Simple ML Algorithms

Evaluating Simple ML models on spam and zip benchmark datasets.

Introduction

This project involves evaluating different machine learning models using the K-Nearest Neighbors (KNN) and Logistic Regression algorithms. The evaluation is performed on two datasets: handwritten digits (ZIP) and email spam classification (SPAM).

Data Preparation

Two datasets are loaded into pandas dataframes from compressed files. The ZIP dataset is filtered to include only the digits 0 and 1, while the SPAM dataset is used as is.

import pandas as pd
from sklearn.model_selection import GridSearchCV, KFold
from sklearn.neighbors import KNeighborsClassifier
from sklearn.linear_model import LogisticRegression
from sklearn.preprocessing import StandardScaler
from sklearn.pipeline import make_pipeline
from sklearn.metrics import plot_roc_curve
import matplotlib.pyplot as plt
import plotnine as p9

# Read the zip file into a pandas dataframe
zip_df = pd.read_csv(
    "./data/zip.test.gz",
    header=None,
    sep=" ")

print(zip_df.shape)

is01 = zip_df[0].isin([0, 1])
zip01_df = zip_df.loc[is01, :]

# Read the spam.csv data into a pandas dataframe
spam_df = pd.read_csv(
    "./data/spam.data",
    sep=" ",
    header=None)

data_dict = {
    "zip": (zip01_df.loc[:, 1:].to_numpy(), zip01_df[0]),
    "spam": (spam_df.iloc[:, :-1].to_numpy(), spam_df.iloc[:, -1])
}

Model Training and Evaluation

A dictionary data_dict is created to store the input matrices and output vectors for both datasets. A K-Fold cross-validation approach is used to split the data into training and testing sets.

For each dataset:

  • A GridSearchCV object is instantiated with a KNN classifier to find the best number of neighbors (n_neighbors) from 1 to 20.
  • A pipeline is created with StandardScaler and LogisticRegression to standardize the data and apply logistic regression.
  • Plots are generated using plotnine (p9) to visualize the mean test scores as a function of n_neighbors.
  • ROC curves are plotted for both models to evaluate their performance.
test_acc_df_list = []
for data_set, (input_mat, output_vec) in data_dict.items():
    kf = KFold(n_splits=3, shuffle=True, random_state=1)
    for fold_id, indices in enumerate(kf.split(input_mat)):
        print("fold_id = " + str(fold_id))
        index_dict = dict(zip(["train", "test"], indices))
        param_dicts = [{'n_neighbors': [x]} for x in range(1, 21)]

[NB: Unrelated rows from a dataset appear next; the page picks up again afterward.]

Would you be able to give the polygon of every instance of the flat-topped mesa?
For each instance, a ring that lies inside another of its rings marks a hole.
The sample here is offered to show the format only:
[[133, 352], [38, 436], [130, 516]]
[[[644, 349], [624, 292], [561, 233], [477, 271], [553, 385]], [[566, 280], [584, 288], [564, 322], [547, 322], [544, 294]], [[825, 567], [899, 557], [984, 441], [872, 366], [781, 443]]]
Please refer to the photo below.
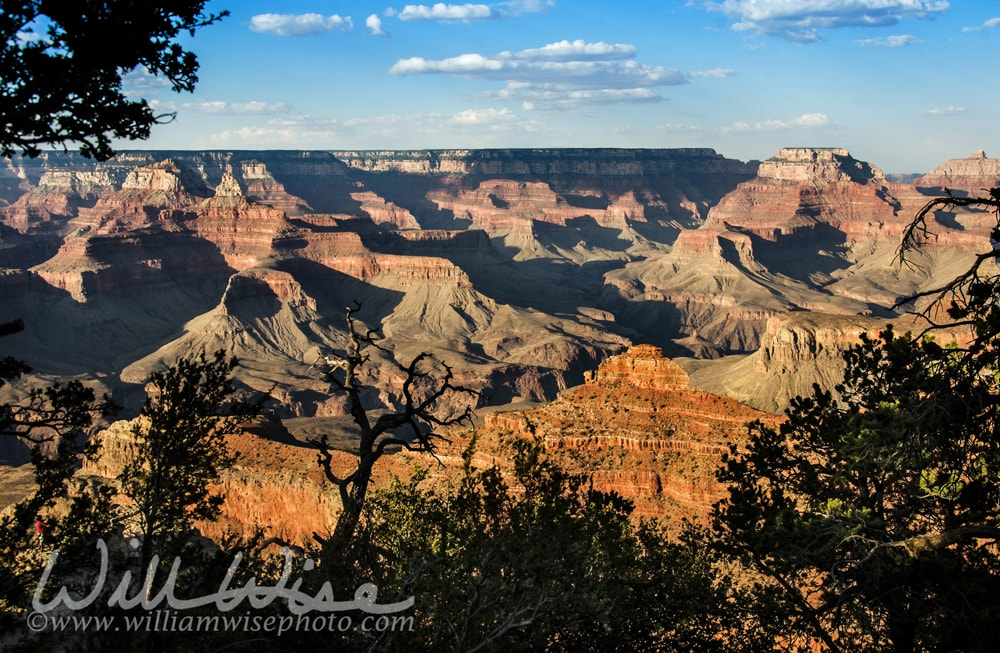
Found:
[[587, 383], [608, 386], [627, 383], [637, 388], [670, 390], [690, 386], [691, 379], [681, 367], [652, 345], [637, 345], [601, 363], [596, 372], [584, 374]]
[[764, 179], [802, 183], [808, 181], [853, 181], [884, 183], [885, 175], [877, 167], [858, 161], [839, 147], [786, 147], [757, 168]]
[[949, 159], [920, 177], [918, 188], [951, 188], [983, 194], [1000, 186], [1000, 159], [991, 159], [978, 150], [964, 159]]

        clf = GridSearchCV(estimator=KNeighborsClassifier(),
                           param_grid=param_dicts, cv=5)
        set_data_dict = {}
        for set_name, index_vec in index_dict.items():
            set_data_dict[set_name] = {
                "X": input_mat[index_vec],
                "y": output_vec.iloc[index_vec]
            }
        clf.fit(**set_data_dict["train"])

        print("best params = " + str(clf.best_params_))

        pipe = make_pipeline(
            StandardScaler(), LogisticRegression(max_iter=1000))
        pipe.fit(**set_data_dict["train"])

        pred_dict = {
            "nearest_neighbors": clf.predict(set_data_dict["test"]["X"]),
            "linear_model": pipe.predict(set_data_dict["test"]["X"]),
            "featureless": set_data_dict["train"]["y"].value_counts().idxmax()
        }
        for algorithm, pred_vec in pred_dict.items():
            test_acc_dict = {
                "test_accuracy_percent": (
                    pred_vec == set_data_dict["test"]["y"]).mean()*100,
                "data_set": data_set,
                "fold_id": fold_id,
                "algorithm": algorithm
            }
            test_acc_df_list.append(pd.DataFrame(test_acc_dict, index=[0]))

test_acc_df = pd.concat(test_acc_df_list)

Visualization

A ggplot is created to visually examine which learning algorithm performs best for each dataset. The plot uses geom_point with test_accuracy_percent on the x-axis, algorithm on the y-axis, and facet_grid to create a panel for each dataset.

gg = p9.ggplot() +\
    p9.geom_point(
        p9.aes(
            x="test_accuracy_percent",
            y="algorithm"
        ),
        data=test_acc_df) +\
    p9.facet_wrap("data_set")
gg.save("p5_accuracy_facetted.png")

Interpretation

The figure above is a scatter plot that visualizes the test accuracy percentages of three different algorithms—nearest neighbors, linear model, and a featureless model—applied to two datasets: spam and zip. Each data point represents the accuracy achieved by an algorithm on a specific dataset.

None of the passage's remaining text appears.